KRYPTON: Wednesday 10PM on Syfy – Change the Channel
With the engagingly odd exception of The Magicians, Syfy hasn’t had much luck with its big swings, and KRYPTON is unlikely to change that. The network’s position for the last several years has been so strange as to be almost nightmarish: in a pop culture whose leading currency is fantasy adventure, the platform wholly devoted to genre fare has subsisted on a diet of cheap acquisitions and foreign co-productions. Krypton was supposed to change that. Unusually for Syfy, it’s produced by a major 3rd party studio, the DC wing of Warner Bros Television, and clearly money was spent on the production. As is always the case, though, auspices are no substitute for a good script.
Despite its Superman pedigree, Krypton isn’t a superhero story. It takes place 200 years before Kal-El’s birth, on the El family’s home planet, which turns out to be just like all the other planets in fantasy adventure. There’s a struggling, heroic underclass, evil overlords, a menacing priesthood and a suffocating military presence to be overthrown. Our hero is also standard issue. Seg-El (Cameron Cuffe) is Superman’s eventual grandfather, a fact that the opening narration tells us. He’s brave and impetuous, equally as likely to be elevated from the rabble because of his courage as to be put on trial for treason. He’s also catnip to the ladies, entered into an arranged but enthusiastic engagement with Nyssa-Vex (Wallis Hall), even as he’s secretly conducting an affair with Lyta Zod (Georgina Campbell). Naturally, the El family has a long history of being in rebellion against the ruling class.
Another plotline tries to invoke more familiar mythology. Adam Strange (Shaun Sipos), a 21st Century Earthling wearing a baseball cap and hoodie, mysteriously appears to tell Seg-El about his wondrous grandson-to-be, and leads him to the Krypton version of the Fortress of Solitude (as the opening notes of John Williams’ score for the 1978 Christopher Reeve movie play on the soundtrack).
The credits for the Krypton pilot suggest some tumult behind the scenes. Ian Goldberg, who shares writing credit with David S. Goyer on the pilot script, appears to be out of the picture (Damian Kindler was brought on as showrunner), and there are 2 credited directors, Ciaran Donnelly and Colm McCarthy. That may go some way in explaining the choppy pace and ragged narrative line. However, it doesn’t excuse the stiff dialogue, the hackneyed (or in the case of the time traveller, silly) plotting, or the uninspired performances, most damagingly by Cuffe. Despite the evident production budget, even the sets are dull and photographed badly, so that they betray their soundstage origins.
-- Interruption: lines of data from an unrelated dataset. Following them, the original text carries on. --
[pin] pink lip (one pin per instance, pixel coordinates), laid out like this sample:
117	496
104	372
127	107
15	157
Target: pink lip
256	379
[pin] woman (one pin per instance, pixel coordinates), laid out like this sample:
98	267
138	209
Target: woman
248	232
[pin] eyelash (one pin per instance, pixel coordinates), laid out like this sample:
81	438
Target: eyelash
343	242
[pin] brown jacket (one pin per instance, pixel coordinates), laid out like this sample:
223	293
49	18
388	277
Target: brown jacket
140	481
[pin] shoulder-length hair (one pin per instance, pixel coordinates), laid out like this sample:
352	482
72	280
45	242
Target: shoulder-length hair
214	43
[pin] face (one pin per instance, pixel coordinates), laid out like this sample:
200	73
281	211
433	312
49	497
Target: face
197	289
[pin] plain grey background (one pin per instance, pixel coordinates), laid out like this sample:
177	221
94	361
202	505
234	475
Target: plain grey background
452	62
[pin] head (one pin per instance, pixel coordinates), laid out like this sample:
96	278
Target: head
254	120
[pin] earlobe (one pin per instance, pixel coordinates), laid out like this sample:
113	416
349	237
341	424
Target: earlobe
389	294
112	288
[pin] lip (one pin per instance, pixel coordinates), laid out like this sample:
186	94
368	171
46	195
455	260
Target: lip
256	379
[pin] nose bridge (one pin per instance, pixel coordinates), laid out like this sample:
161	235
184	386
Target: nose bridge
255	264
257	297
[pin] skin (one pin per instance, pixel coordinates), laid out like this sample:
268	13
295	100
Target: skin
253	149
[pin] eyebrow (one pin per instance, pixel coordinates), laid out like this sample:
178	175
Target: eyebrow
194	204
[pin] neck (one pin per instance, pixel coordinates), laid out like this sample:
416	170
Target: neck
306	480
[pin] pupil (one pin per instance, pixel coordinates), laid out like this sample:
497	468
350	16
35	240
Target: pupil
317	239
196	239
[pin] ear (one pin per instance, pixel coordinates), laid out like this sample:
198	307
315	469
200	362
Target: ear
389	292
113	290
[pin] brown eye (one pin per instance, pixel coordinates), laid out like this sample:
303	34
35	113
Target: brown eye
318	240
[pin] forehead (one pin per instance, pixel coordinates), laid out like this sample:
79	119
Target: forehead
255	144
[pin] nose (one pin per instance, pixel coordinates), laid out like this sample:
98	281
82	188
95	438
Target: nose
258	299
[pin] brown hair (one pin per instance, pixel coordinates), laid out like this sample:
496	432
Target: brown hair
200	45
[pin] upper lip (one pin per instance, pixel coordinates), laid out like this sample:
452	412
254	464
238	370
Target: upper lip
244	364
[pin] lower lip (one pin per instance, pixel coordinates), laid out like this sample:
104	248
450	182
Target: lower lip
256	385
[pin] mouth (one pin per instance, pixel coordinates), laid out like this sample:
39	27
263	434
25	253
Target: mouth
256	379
Krypton feels as though Syfy thought that all it had to do was attach itself to a famous superhero franchise, and the rest would produce itself. Quite the contrary is true, of course: we’re now so surrounded by the genre that viewers have plenty of opportunity to choose only the best and discard the others. Based on its pilot, Krypton is headed for the same fate as its namesake planet.